From gnuplot to Matplotlib & Pandas
I’ve been using gnuplot since.. like forever. It is one of my best friends
in plotting data and discovering what is going on. But for all its
greatness, you do tend to run into a wall - once you step outside the things
gnuplot is good at, suddenly large heaps of awk
, sort
, unique
and odd
shell scripts are required to get to the next level. This is no criticism of
gnuplot - it is great for what it is for.
And to be sure, gnuplot’s fitting abilities for example go beyond what could
be expected of a plotting package. While sometimes quirky, the fit f(x)
functionality has helped me discover a lot of interesting things.
I love gnuplot. But it is time to move on.
April 2021 update: Nicolas Burrus wrote a wrapper that creates Matplotlib notebooks from simple data files. This could help you get started too.

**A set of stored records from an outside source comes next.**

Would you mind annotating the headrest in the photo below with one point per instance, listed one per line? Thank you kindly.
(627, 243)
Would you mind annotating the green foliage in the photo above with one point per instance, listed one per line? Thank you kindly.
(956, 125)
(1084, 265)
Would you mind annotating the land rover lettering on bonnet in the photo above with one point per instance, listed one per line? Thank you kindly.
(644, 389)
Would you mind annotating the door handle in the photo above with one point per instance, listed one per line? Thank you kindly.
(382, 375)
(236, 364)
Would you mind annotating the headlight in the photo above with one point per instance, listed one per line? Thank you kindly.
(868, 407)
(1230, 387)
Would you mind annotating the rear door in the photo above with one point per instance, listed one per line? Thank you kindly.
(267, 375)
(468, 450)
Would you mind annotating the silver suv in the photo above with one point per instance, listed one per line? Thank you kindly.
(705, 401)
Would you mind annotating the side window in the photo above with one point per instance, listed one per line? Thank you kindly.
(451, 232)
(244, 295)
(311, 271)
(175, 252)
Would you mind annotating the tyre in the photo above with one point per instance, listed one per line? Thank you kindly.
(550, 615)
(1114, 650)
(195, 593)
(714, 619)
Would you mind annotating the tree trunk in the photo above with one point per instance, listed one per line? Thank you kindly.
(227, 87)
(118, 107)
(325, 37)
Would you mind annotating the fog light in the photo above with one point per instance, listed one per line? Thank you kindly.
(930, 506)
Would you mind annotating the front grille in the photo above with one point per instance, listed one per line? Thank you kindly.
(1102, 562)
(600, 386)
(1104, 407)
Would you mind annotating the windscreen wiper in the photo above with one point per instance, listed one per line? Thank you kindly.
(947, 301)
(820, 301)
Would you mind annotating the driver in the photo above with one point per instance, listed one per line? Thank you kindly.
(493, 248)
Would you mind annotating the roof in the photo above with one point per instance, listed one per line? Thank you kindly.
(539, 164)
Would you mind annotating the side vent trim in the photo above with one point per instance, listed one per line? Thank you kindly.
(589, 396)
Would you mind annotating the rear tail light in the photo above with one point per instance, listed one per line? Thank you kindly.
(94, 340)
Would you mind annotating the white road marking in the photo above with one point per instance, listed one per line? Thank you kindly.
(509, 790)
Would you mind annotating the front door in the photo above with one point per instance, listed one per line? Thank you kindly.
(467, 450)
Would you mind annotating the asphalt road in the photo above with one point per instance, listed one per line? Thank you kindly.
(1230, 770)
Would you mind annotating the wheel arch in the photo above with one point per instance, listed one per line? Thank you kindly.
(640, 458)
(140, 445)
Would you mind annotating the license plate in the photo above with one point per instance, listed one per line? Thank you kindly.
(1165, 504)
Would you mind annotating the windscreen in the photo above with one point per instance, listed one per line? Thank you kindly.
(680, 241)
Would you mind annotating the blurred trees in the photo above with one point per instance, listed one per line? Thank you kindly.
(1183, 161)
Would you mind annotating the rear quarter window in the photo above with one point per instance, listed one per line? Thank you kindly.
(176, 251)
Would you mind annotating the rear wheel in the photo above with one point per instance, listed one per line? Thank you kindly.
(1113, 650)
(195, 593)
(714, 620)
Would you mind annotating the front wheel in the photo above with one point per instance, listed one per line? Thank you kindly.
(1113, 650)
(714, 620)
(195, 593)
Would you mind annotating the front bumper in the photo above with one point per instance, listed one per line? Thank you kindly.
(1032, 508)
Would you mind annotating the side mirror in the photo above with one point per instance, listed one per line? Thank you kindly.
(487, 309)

In this post, I hope to provide a highly accessible introduction to Matplotlib and Pandas which, together, blow gnuplot right out of the water.
Note: I am by no means an expert or seasoned user of Matplotlib and Pandas. In fact, I started this trek only a few weeks ago. If you spot any mistakes or “worst practices” in here, please let me know (bert@hubertnet.nl) and I’ll fix it. A few actual experts have looked at this page and did not immediately report big problems.
This article, sample datasets and a notebook to explore Matplotlib & Pandas are available on GitHub
Key differences
Launch gnuplot, enter plot sin(x)
.. and you have a plot. This is why
gnuplot fits so well in the life of a system administrator or software
developer. Want to plot the number of context switches of your system?
Just do this:
$ vmstat -n 1 | awk '{print N++, $12; fflush()}' > plot
$ gnuplot
> plot 'plot' using 1:2 with linespoints
Gnuplot is ready to go. Other graphing solutions require configuration, web browsers and other newfangled things. It is not easy to let go of such commandline ease of use.
The example above however did show that quite a lot of the work gets done
outside of gnuplot - we needed a somewhat awkward awk
program to
preprocess the output of vmstat before gnuplot could get to work. Gnuplot
meanwhile has no idea what it is plotting - it only sees numbers.
The Pandas & Matplotlib way
Gnuplot itself can read data from a prepared file. In the brave new world of Pandas and Matplotlib, data storage is separated from the actual graphing as well. But it does all reside within one programmatical environment, where data is labelled with what it is.
Here’s how we’d analyse the output of vmstat “the Pandas way”. First we generate a csv file with source data:
$ TZ=UTC vmstat -t -n 1 | sed -u 's/UTC/Date time/' > vmstat.csv
We can let this run, the file will grow as it happens. This takes the timestamped output from vmstat but replaces the UTC field in the header by two fields called ‘Date’ and ’time’ - since it is actually two fields.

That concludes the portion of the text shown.